If you're building evaluation pipelines for AI agents, three takeaways from our data:
1. Don't default to LLM-as-judge for everything. It's the most expensive option and underperforms on structural failure categories. Use it where it adds unique value: blame attribution, novel failure detection, subjective quality.
2. Invest in heuristic detectors for known failure patterns. Loops, state corruption, context neglect, specification compliance — these have strong structural signals. A well-calibrated heuristic detector will be faster, cheaper, and more accurate than an LLM judge for these categories.
3. Tier your detection pipeline. Run cheap checks first. Escalate to expensive checks only when needed. This isn't just a cost optimization — it's an accuracy optimization. Heuristics have higher precision on structural failures because they're measuring the exact signal rather than reasoning about it.
The 60.1% vs 11% gap on TRAIL isn't because frontier LLMs are bad at reasoning. It's because systematic structural analysis is a different skill than open-ended language understanding, and purpose-built tools outperform general-purpose tools on well-defined tasks. This has been true in software engineering for decades. It's equally true for agent evaluation.
pip install pisama
from pisama import analyze
result = analyze("trace.json")
for issue in result.issues:
print(f"[{issue.type}] {issue.summary}")
print(f" Severity: {issue.severity}/100")
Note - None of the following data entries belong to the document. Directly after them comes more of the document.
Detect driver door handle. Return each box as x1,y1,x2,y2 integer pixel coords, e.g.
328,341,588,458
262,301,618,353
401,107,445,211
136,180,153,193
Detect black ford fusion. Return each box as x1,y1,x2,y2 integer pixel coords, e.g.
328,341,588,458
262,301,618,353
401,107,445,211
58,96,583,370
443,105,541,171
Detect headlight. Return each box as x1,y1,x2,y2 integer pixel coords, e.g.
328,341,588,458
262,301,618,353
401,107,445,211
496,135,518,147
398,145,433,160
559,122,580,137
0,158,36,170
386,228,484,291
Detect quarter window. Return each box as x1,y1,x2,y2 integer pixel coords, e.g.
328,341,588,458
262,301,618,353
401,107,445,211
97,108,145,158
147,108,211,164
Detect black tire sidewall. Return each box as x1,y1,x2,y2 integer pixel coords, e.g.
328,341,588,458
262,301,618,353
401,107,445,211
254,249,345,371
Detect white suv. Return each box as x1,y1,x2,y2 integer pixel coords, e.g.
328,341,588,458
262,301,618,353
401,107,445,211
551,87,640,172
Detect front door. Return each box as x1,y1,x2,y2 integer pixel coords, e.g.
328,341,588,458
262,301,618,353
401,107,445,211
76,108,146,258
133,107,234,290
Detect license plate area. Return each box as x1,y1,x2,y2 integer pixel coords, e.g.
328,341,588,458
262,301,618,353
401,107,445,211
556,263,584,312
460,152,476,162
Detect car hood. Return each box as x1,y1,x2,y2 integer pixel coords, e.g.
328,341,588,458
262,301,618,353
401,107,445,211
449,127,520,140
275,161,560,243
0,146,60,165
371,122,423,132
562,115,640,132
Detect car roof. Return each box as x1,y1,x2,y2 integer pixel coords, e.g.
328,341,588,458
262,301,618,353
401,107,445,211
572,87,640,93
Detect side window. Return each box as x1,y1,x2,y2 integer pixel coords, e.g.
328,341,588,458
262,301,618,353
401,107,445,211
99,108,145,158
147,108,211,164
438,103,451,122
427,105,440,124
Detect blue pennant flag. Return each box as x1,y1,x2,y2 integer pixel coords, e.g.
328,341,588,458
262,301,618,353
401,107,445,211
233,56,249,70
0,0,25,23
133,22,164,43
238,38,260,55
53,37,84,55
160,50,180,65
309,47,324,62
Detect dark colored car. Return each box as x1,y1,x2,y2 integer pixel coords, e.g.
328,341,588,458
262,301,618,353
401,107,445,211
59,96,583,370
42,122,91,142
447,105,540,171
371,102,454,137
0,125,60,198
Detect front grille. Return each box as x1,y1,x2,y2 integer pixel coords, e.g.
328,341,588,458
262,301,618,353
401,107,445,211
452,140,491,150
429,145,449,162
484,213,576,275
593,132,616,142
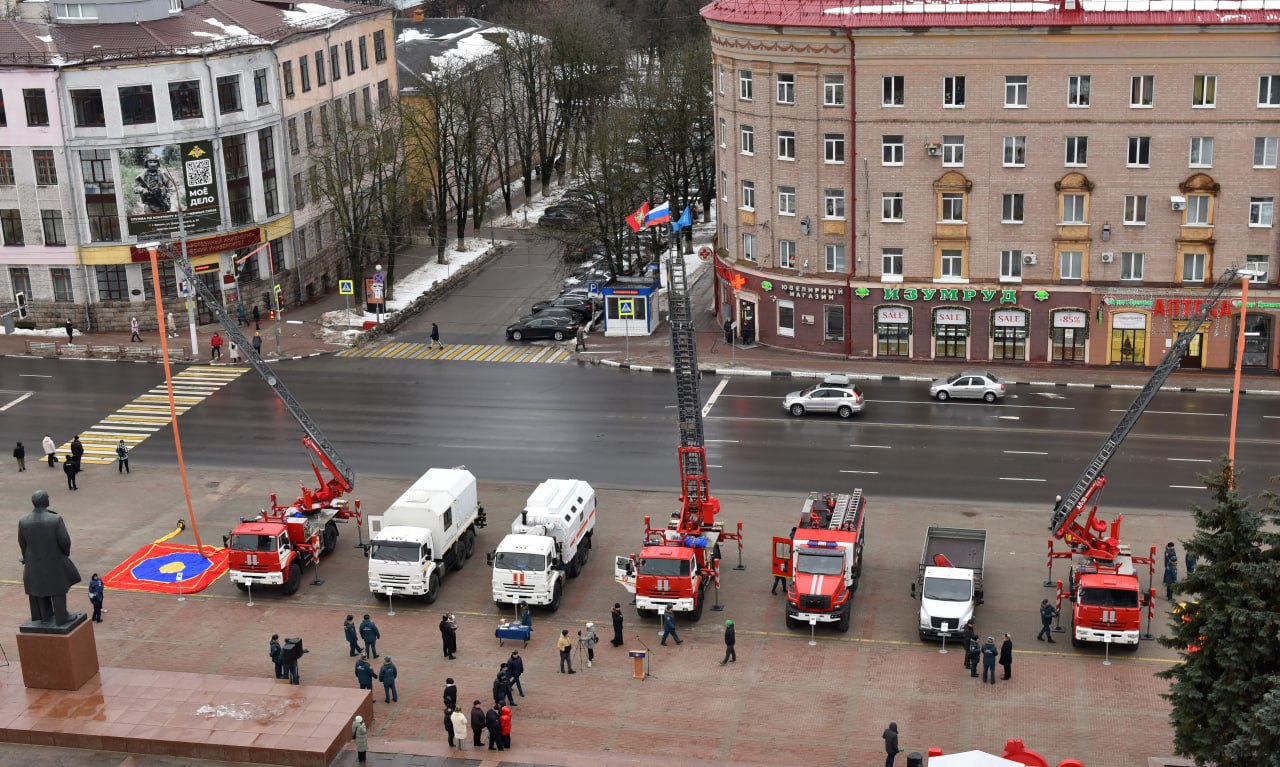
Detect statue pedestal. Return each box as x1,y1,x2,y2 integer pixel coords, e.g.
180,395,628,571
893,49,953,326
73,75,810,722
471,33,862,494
18,621,97,690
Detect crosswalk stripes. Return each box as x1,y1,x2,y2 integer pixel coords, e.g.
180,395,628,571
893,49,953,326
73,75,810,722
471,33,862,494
58,365,248,464
338,342,573,362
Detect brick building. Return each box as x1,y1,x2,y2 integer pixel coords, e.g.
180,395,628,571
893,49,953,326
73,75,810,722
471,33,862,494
703,0,1280,369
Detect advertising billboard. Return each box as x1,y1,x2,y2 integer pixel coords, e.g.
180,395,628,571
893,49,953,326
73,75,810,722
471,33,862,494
119,141,221,239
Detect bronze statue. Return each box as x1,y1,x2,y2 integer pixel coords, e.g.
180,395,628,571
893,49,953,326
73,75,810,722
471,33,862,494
18,490,84,634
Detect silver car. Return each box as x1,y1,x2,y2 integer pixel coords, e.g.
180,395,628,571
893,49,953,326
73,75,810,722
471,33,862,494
929,370,1005,402
782,375,867,419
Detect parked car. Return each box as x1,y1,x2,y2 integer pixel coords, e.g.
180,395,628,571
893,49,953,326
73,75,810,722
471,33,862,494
929,370,1005,402
507,315,579,341
782,375,867,419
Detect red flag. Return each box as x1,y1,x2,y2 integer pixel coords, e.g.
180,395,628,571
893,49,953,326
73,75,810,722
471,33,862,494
627,202,649,232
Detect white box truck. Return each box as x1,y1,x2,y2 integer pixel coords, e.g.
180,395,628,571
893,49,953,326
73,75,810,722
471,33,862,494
369,467,485,604
488,479,595,612
911,526,987,639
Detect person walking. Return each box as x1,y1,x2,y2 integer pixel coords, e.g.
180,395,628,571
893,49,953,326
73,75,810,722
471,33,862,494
88,572,102,624
378,656,399,703
1036,599,1057,644
360,612,383,658
721,621,737,666
658,610,685,647
351,716,369,762
1000,634,1014,681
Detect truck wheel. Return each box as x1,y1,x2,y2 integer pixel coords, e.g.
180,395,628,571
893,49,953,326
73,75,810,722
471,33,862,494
283,562,302,597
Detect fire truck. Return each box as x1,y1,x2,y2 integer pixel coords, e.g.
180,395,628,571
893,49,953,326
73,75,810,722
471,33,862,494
614,237,742,621
773,489,867,633
1048,266,1239,649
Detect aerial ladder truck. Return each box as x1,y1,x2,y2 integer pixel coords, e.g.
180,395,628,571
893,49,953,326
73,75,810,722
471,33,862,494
614,248,742,621
1048,266,1239,649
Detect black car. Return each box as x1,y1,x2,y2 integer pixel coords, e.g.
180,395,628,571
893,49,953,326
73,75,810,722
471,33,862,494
507,315,577,341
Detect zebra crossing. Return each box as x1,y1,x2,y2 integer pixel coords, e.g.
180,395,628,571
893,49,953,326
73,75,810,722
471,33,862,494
58,365,248,464
338,342,573,362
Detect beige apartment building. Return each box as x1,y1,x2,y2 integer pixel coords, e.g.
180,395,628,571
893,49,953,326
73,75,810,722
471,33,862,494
703,0,1280,369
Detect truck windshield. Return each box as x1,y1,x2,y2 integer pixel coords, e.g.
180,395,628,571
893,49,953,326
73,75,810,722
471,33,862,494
796,551,845,575
493,552,547,572
369,540,421,562
232,535,280,552
924,577,972,602
1080,589,1138,607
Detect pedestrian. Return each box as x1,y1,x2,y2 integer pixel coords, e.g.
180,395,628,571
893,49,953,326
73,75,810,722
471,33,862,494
881,722,902,767
507,649,525,698
1036,599,1057,644
351,716,369,762
88,572,102,624
378,656,399,703
556,629,576,674
582,621,600,668
609,602,622,647
1000,634,1014,681
360,612,383,658
356,657,374,690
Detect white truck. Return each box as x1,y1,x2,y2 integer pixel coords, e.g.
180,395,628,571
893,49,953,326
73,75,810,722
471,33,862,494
369,467,485,604
911,526,987,639
488,479,595,612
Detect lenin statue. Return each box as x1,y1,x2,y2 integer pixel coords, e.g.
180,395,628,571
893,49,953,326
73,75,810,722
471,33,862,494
18,490,84,634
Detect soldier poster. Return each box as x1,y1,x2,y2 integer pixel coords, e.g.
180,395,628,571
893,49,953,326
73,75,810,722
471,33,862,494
119,141,221,239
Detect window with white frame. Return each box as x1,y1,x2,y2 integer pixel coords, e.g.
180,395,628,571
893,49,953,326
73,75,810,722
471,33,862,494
881,136,906,165
942,136,964,168
1066,136,1089,168
1249,197,1276,227
942,74,964,109
881,192,904,222
1066,74,1091,109
1000,192,1024,224
1129,74,1156,109
1005,74,1027,109
1004,136,1027,168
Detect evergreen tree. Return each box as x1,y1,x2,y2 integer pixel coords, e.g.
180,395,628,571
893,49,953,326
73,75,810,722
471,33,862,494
1158,460,1280,767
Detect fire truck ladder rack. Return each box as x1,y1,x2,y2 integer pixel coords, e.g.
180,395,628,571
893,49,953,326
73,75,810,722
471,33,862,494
1048,266,1239,538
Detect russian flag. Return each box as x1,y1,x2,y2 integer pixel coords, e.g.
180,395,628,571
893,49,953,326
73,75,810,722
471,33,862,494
644,202,671,227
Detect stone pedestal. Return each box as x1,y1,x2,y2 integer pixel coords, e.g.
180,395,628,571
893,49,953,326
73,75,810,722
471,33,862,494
18,621,97,690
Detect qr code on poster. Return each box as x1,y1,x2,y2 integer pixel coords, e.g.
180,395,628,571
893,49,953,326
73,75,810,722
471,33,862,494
186,159,214,187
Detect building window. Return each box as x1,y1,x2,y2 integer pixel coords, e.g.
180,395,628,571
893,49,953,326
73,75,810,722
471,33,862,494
881,192,904,222
72,88,106,128
778,74,796,104
1065,136,1089,168
942,74,964,109
1000,192,1024,224
1126,136,1151,168
778,131,796,160
1120,252,1147,282
1005,74,1027,109
120,86,156,125
31,149,58,187
22,88,49,127
942,136,964,168
1124,195,1147,227
822,190,845,219
826,245,846,271
881,136,906,165
881,74,906,106
1249,197,1275,227
169,79,202,120
1066,74,1089,109
822,74,845,106
1004,136,1027,168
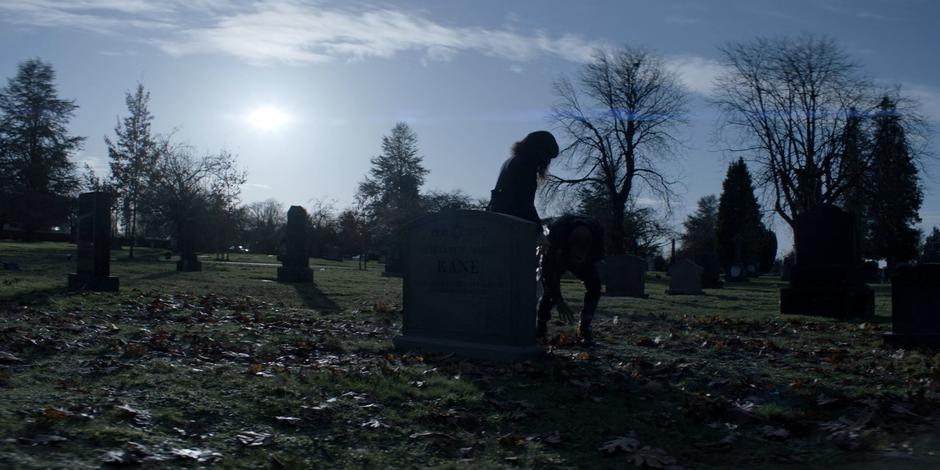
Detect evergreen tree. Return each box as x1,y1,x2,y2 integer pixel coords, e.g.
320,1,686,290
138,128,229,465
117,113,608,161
920,227,940,263
0,59,84,232
104,84,159,258
682,195,718,256
839,108,871,218
356,122,428,242
716,159,764,272
865,97,924,273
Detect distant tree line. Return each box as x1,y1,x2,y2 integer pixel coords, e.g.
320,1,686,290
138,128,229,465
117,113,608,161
0,36,938,270
543,35,930,276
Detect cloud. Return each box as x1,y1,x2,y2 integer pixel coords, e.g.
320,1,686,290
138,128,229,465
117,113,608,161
0,0,603,64
160,0,601,64
0,0,721,98
666,56,725,96
901,82,940,124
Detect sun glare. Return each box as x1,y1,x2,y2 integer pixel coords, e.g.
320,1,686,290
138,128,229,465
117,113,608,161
245,106,290,131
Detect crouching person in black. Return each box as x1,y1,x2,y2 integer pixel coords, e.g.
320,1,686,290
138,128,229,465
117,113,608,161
535,215,604,345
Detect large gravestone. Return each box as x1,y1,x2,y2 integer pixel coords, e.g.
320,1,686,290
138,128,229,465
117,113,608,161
780,205,875,318
277,206,313,282
394,210,542,360
382,241,405,277
176,222,202,272
884,263,940,347
604,255,647,298
666,258,704,295
780,253,796,282
695,252,724,289
68,191,119,292
321,245,343,261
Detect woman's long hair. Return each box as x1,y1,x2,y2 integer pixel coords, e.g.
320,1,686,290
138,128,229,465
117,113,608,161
512,131,558,183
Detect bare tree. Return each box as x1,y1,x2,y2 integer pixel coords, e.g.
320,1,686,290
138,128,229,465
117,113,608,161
245,199,287,254
146,140,246,255
104,83,160,258
543,48,687,254
714,36,872,227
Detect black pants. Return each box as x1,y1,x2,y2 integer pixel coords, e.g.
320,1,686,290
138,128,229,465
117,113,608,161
538,263,601,326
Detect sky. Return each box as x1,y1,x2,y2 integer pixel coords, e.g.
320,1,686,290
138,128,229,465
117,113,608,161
0,0,940,252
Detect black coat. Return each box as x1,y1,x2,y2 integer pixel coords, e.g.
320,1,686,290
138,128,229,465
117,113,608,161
489,156,541,232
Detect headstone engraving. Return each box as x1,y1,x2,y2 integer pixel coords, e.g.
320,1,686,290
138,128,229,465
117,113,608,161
666,258,705,295
323,245,343,261
884,263,940,348
394,210,542,360
277,206,313,282
176,221,202,272
605,255,647,298
68,191,119,292
780,205,875,318
695,252,724,289
382,241,404,277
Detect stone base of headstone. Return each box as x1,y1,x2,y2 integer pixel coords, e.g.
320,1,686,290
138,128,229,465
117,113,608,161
780,286,875,319
666,289,705,295
277,266,313,282
69,273,120,292
725,264,750,282
884,263,940,348
176,256,202,273
599,255,649,299
882,333,940,349
392,336,545,361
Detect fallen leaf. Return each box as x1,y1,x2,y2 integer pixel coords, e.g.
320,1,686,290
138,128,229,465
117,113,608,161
597,436,640,454
42,406,72,419
16,434,68,446
760,425,790,439
0,351,23,364
170,449,222,463
235,431,274,447
361,418,391,429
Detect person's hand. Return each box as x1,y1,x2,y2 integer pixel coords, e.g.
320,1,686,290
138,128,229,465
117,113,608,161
558,300,574,325
537,233,550,253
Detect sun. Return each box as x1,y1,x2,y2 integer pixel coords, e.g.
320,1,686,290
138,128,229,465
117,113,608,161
245,106,290,131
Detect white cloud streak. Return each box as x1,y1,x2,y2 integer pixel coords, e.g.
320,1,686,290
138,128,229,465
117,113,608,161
0,0,721,94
CLI and MCP server for IDE integration:
pisama analyze trace.json
pisama watch python my_agent.py
pisama detectors
Full documentation at docs.pisama.ai. Source and benchmark reproduction instructions at github.com/tn-pisama/mao-testing-research.
All calibration data, benchmark scripts, and detector source code are open. We'd rather have the approach scrutinized and improved than accepted on authority.